Hacker News new | ask | show | jobs
by munchler 799 days ago
Not so fast. If you were evaluating the model on its ability to predict the next word in a Harry Potter book, you'd be right, because it's already seen the entire book, but that's not what's happening here.

The linked X post shows that the user asked the model to generate a graph of the characters, which was presumably a novel question. This is a legitimate test of the model's ability to understand and answer questions about the training data. Repeating the books in the prompt for emphasis makes sense, since the model probably didn't memorize all the relevant details.

4 comments

The training data may not be HP itself. It may be millions of pages summarising/discussing/dissecting HP, which already contain the relationships spelled out better than in the book itself.
That's true, but the model still analyzed all that disparate information and produced a very detailed graph of the relevant relationships. If anyone can show that the graph itself was in the training data, then I would agree that it's not a good test.
> disparate information

I wouldn't call it disparate when there's about a dozen wikis each spelling it out like this: https://harrypotter.fandom.com/wiki/Severus_Snape

If eat my hat if multiple graphs almost exactly like this one weren’t in the training days. This is like fandoms 101.
The frustrating thing about all this speculations is, that we don't know what was in the training data, but I think we should know that, to have any meaningful discussion about it.
We should. However in this case, isn't it a bit of a stretch to assume they didn't put just about everything in the training data?
It would have been fairly trivial to AB test this where the other side is to ask the same question but without all the books in-window.
It's a novel question and impressive that Gemini was able to solve it but the tweet's author is claiming that this is because of the large context window and not because of all the Harry Potter related training data that was available to it.
The generic models definitely know a lot about Harry Potter without any additional context.
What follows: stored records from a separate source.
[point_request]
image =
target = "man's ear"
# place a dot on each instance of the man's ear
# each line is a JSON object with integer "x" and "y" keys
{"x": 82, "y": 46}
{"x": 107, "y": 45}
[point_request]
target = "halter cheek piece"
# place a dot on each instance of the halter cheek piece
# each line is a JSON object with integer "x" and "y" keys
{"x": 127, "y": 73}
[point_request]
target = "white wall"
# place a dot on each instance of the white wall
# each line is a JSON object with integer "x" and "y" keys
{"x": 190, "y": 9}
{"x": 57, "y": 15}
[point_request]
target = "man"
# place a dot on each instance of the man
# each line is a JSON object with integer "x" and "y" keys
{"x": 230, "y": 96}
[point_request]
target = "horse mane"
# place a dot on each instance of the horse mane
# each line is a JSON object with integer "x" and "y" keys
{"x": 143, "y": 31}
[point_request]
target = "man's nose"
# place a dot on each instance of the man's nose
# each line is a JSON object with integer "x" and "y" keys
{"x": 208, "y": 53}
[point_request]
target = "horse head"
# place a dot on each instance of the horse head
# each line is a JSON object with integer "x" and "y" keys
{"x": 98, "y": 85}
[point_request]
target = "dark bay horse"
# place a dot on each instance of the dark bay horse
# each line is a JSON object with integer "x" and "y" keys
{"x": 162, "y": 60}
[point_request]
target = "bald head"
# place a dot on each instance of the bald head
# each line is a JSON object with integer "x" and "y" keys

Probably 80% of my questions to ChatGPT were about Harry Potter plot and character details as my kid was reading the books. It was extremely knowledgeable about all the minutiae, probably thanks to all the online discussion more than the books themselves. It was actually the first LLM killer app for me.

That's a good point. I would describe this as a test of Gemini's ability to re-read something it's already familiar with, not a valid test of its ability to read a large new corpus.
It could have been trained on this exact picture created by a fan and uploaded to some forum. Ultimately it is impossible to know unless testing with brand new material.

I have the same problem with benchmarks that use real world tests (like SAT/LSAT/GRE or whatever else). The model got a good score, sure, but how many thousands of variations of this exact test was it trained on? How many questions did it encounter that were similar or the same?

You could modify the source material (change a name or character relationship) and see if it correctly reports the modification in the graph.